Mhalsa (Marathi: म्हाळसा IAST: Mhāḷasā), also spelled as Mhalasa or Mahalasa, महालसा is a Hindu goddess. As an independent goddess, she is worshipped as a form of Mohini, the avatar of Vishnu. Meanwhile in the Khandoba sect of Maharashtra, she is worshipped as the consort of the folk deity Khandoba, a form of Shiva. In this tradition, she is associated with Parvati, Shiva's wife.

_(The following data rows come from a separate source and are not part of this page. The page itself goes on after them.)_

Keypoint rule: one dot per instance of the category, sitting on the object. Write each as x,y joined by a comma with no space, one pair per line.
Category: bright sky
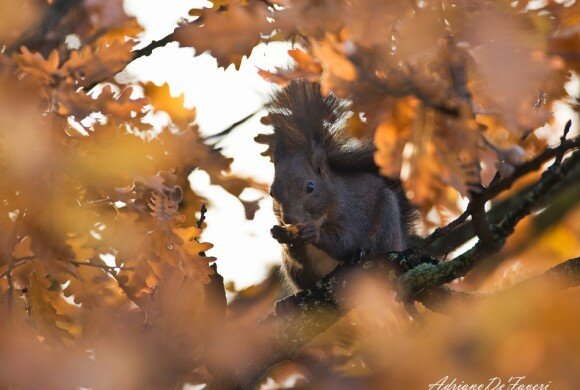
244,249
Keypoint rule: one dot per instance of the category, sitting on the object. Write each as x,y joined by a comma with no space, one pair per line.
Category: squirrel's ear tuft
301,116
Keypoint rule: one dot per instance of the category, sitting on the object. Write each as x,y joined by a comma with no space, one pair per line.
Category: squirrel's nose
290,219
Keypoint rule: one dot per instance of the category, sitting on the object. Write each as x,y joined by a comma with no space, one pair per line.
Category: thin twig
104,267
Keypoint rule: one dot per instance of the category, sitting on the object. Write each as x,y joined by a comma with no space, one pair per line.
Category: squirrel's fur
329,198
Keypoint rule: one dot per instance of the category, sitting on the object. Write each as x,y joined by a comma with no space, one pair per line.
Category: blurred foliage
102,271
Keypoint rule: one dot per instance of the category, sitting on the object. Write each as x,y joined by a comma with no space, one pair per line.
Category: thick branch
425,276
445,239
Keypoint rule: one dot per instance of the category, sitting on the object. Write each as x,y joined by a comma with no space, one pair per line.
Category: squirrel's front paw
308,233
281,234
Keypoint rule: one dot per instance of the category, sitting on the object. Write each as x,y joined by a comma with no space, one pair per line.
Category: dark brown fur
352,209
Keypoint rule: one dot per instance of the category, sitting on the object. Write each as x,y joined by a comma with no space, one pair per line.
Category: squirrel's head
302,187
303,120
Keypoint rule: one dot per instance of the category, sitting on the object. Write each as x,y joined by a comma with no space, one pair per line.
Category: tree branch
35,38
425,276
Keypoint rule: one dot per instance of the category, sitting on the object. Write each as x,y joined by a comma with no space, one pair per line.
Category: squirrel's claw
309,233
280,234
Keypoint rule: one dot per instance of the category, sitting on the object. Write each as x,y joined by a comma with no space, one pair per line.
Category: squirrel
331,203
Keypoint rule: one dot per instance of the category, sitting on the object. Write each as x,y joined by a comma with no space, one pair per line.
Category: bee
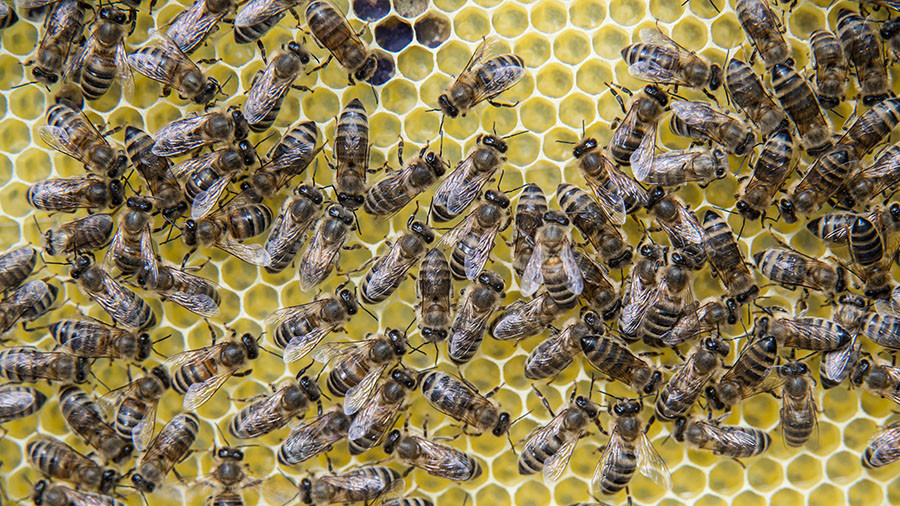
123,305
433,289
19,401
389,270
312,438
882,449
332,31
806,333
164,62
359,365
25,364
362,484
376,416
746,89
863,48
589,218
615,360
192,26
90,338
661,60
732,441
638,125
298,329
390,195
164,187
270,413
530,209
770,171
72,134
227,226
831,68
700,121
462,186
472,239
298,213
679,394
57,460
461,401
323,252
268,90
477,303
553,264
681,226
764,30
172,444
628,450
84,417
746,377
198,374
523,319
434,458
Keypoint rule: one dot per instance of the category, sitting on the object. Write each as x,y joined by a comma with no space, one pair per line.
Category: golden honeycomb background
571,50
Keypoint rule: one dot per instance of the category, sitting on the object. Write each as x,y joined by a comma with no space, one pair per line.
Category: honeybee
272,412
472,239
165,63
332,31
102,58
482,79
72,134
764,30
362,484
732,441
433,289
700,121
171,445
882,449
638,125
25,364
746,377
266,94
770,171
477,303
312,438
390,195
359,365
380,411
298,329
323,253
198,374
746,89
831,68
389,270
197,131
661,60
165,189
679,394
863,48
434,458
57,460
84,417
589,218
191,27
628,450
123,305
461,401
462,186
19,401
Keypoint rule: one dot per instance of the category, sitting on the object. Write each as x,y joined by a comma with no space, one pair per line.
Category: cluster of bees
204,166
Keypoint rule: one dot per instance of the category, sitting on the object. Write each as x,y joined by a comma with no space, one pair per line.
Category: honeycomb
571,49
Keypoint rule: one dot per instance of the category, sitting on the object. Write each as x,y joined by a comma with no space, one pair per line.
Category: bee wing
651,463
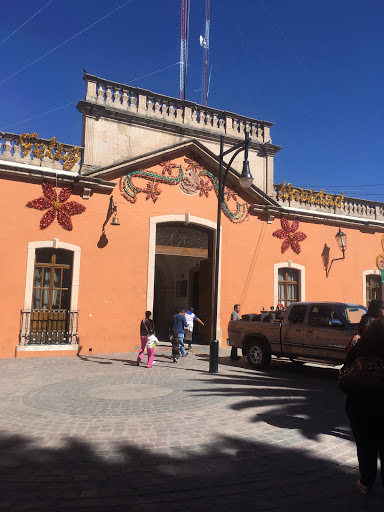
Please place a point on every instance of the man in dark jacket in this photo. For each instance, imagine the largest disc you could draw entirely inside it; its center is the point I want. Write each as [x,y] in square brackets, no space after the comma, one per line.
[178,324]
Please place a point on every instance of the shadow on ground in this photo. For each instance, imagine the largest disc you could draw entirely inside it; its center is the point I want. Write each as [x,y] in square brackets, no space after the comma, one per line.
[286,396]
[225,476]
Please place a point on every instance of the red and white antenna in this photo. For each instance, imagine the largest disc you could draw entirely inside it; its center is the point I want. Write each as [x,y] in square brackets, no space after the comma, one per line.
[204,42]
[185,4]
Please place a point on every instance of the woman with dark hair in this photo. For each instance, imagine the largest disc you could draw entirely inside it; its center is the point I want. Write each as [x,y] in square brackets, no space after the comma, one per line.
[375,311]
[146,328]
[365,410]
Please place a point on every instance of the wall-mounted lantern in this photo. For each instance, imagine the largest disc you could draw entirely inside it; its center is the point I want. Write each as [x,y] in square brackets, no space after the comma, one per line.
[341,239]
[113,210]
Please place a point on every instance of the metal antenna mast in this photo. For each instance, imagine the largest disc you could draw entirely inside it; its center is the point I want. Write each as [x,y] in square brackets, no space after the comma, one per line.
[204,42]
[185,5]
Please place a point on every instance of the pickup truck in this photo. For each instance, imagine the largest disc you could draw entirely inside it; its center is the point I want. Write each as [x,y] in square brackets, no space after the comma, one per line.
[308,332]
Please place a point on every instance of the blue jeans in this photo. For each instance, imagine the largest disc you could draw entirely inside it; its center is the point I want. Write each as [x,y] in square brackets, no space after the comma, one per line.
[180,335]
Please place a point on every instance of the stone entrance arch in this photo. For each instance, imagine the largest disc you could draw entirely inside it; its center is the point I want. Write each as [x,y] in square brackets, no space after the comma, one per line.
[181,276]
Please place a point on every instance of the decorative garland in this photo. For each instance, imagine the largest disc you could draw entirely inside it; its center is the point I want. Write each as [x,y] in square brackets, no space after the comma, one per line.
[290,235]
[206,182]
[380,258]
[56,206]
[53,150]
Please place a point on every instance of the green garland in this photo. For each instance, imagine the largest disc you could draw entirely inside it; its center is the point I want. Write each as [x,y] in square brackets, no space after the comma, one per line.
[130,191]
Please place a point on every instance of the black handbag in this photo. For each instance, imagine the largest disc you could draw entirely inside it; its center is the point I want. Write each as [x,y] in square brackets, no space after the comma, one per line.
[364,375]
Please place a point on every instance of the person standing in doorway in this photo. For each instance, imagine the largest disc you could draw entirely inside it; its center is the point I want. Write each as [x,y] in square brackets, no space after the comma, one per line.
[146,326]
[188,331]
[235,316]
[179,323]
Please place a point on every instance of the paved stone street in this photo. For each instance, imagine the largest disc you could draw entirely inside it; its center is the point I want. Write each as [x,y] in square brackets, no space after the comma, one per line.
[99,433]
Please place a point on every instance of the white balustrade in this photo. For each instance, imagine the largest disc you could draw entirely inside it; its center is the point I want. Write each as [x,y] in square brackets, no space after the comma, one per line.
[126,98]
[349,206]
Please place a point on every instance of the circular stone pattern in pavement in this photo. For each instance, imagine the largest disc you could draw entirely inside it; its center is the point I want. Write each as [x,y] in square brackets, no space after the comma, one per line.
[123,395]
[130,391]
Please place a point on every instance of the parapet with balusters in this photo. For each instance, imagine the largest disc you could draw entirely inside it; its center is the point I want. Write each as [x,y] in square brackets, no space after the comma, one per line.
[122,122]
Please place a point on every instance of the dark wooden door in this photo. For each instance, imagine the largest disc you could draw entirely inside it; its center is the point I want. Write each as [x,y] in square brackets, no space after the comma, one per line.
[205,300]
[51,297]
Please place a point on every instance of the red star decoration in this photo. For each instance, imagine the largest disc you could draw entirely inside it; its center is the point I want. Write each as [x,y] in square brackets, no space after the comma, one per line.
[168,167]
[193,166]
[290,235]
[229,194]
[56,206]
[205,187]
[152,191]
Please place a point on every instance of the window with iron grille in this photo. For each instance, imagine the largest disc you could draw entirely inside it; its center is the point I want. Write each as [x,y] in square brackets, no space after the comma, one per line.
[373,288]
[51,296]
[288,286]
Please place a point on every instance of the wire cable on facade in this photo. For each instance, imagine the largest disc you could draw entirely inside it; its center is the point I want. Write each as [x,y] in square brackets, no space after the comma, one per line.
[73,102]
[25,22]
[65,42]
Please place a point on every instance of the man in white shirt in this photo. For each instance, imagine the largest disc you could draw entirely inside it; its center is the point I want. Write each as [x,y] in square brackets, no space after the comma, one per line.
[190,318]
[235,316]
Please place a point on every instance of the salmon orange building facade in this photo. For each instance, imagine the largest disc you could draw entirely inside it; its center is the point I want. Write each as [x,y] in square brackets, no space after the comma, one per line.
[94,236]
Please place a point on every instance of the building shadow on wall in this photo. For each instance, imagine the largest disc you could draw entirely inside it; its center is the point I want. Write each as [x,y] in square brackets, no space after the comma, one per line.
[227,475]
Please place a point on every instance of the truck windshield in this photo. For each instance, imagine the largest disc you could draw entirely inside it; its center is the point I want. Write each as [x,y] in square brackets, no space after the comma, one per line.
[352,314]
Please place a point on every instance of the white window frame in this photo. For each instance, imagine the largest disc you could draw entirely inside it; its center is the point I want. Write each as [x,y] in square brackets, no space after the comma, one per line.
[55,243]
[301,284]
[375,271]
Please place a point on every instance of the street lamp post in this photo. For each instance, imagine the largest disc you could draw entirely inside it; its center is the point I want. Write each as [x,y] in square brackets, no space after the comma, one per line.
[245,181]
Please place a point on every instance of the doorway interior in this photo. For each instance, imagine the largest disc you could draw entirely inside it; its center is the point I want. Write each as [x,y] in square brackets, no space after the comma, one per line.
[183,276]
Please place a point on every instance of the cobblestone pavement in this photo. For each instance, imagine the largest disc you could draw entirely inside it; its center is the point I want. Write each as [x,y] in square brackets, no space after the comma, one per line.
[99,433]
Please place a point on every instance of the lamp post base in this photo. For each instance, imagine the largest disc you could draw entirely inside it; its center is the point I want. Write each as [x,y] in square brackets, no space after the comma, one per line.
[214,356]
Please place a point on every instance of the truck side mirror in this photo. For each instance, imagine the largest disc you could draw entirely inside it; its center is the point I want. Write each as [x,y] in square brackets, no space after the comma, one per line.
[335,322]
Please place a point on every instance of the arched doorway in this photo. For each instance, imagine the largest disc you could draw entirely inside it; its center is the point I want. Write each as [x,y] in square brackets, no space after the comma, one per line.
[183,275]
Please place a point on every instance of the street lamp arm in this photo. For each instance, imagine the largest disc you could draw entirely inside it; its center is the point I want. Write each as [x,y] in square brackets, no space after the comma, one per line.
[230,163]
[238,145]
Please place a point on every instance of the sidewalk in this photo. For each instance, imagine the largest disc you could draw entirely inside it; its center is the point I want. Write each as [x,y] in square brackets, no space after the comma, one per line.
[99,433]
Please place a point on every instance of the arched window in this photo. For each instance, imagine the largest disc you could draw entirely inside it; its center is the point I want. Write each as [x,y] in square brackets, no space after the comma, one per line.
[373,288]
[288,286]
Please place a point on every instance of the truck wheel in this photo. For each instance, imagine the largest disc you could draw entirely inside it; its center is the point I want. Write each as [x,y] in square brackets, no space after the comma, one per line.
[257,355]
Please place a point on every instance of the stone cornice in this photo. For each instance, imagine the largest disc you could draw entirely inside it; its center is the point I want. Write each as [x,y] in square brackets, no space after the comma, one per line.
[99,110]
[316,216]
[150,158]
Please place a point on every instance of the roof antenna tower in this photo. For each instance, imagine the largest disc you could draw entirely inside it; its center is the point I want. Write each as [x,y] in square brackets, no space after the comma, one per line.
[204,42]
[185,5]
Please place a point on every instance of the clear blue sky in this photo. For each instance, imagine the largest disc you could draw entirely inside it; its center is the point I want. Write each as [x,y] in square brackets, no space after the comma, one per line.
[314,68]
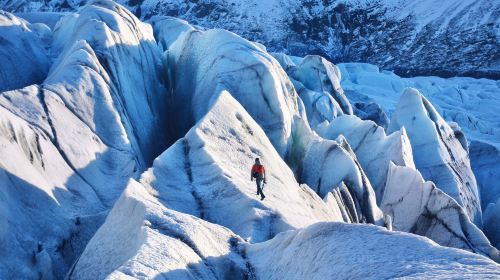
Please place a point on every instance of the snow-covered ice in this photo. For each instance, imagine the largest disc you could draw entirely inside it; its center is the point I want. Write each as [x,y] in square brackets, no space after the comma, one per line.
[207,174]
[438,153]
[160,122]
[419,207]
[24,57]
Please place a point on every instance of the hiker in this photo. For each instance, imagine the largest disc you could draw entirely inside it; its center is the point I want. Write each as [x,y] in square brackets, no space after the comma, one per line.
[259,173]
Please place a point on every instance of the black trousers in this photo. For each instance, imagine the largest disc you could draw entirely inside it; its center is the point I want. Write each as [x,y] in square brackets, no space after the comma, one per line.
[259,182]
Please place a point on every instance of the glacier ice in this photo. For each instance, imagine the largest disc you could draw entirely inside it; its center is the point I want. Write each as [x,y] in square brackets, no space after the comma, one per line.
[203,63]
[119,92]
[420,207]
[346,251]
[159,242]
[74,140]
[162,243]
[373,148]
[207,174]
[437,152]
[24,54]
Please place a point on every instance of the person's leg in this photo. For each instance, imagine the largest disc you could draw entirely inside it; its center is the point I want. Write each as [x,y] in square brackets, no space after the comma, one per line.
[259,189]
[259,184]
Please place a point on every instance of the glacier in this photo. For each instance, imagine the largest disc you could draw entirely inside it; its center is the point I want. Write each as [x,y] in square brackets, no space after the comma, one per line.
[127,146]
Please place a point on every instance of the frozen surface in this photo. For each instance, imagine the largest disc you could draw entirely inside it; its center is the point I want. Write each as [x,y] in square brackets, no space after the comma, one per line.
[23,53]
[419,207]
[472,103]
[348,251]
[162,243]
[207,174]
[332,170]
[159,243]
[373,148]
[114,99]
[71,143]
[203,63]
[492,222]
[439,153]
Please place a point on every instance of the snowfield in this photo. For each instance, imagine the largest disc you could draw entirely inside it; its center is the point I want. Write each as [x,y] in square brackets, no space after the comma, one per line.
[126,150]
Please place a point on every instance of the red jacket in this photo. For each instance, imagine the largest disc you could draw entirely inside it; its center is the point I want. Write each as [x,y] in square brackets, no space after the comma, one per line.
[258,169]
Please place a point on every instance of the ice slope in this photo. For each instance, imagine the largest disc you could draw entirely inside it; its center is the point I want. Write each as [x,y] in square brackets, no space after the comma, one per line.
[438,153]
[472,103]
[165,244]
[207,174]
[373,148]
[349,251]
[69,144]
[24,52]
[128,54]
[160,243]
[317,82]
[411,37]
[203,63]
[419,207]
[332,170]
[44,204]
[258,82]
[492,223]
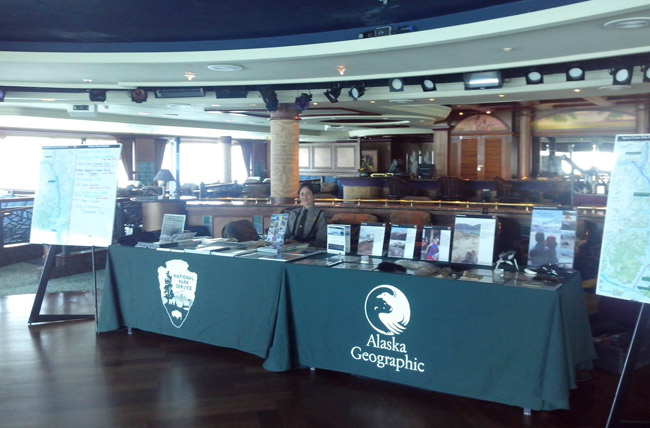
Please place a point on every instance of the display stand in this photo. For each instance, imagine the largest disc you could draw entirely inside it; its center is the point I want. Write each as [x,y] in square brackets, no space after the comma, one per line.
[36,316]
[614,420]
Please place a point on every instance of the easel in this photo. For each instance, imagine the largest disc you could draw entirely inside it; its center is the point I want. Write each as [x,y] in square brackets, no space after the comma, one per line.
[36,316]
[614,420]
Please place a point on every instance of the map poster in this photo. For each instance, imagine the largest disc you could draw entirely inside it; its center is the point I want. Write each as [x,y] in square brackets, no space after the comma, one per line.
[75,199]
[624,270]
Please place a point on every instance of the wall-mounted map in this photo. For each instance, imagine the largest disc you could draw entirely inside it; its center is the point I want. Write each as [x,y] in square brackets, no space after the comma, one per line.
[624,270]
[75,199]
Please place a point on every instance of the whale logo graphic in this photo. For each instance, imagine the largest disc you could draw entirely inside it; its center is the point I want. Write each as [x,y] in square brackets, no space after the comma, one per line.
[387,310]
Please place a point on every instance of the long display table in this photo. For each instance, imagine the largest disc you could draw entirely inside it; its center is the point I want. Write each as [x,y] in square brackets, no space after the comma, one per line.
[513,345]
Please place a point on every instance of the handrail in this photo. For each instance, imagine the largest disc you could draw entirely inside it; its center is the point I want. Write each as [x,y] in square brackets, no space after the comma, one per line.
[495,206]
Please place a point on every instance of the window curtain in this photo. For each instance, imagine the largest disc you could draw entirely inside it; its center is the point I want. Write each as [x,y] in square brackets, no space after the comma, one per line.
[127,155]
[246,151]
[159,152]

Mhalsa's chief temple is at Mardol in Mardol, Goa, where she is worshipped as a form of Vishnu revered as Mahalasa Narayani. She is worshipped as the Kuladevi (family goddess) of different castes and communities in the region.

==Iconography==
In the Mahalasa Narayani form, Mahalasa has four hands, carrying a trishula, a sword, a severed head, and a drinking bowl. She also wears the yajnopavita (sacred thread), which is generally dedicated to male deities. She stands on a prostrate man or demon, as a tiger or lion licks blood dripping from the severed head. Goud Saraswat Brahmins and Daivajnya Brahmins as well as Vaishnavas from Goa and Tulunadu identify her with Mohini and call her Narayani and Rahu-matthani, the slayer of Rahu, as told in the Bhavishya Purana.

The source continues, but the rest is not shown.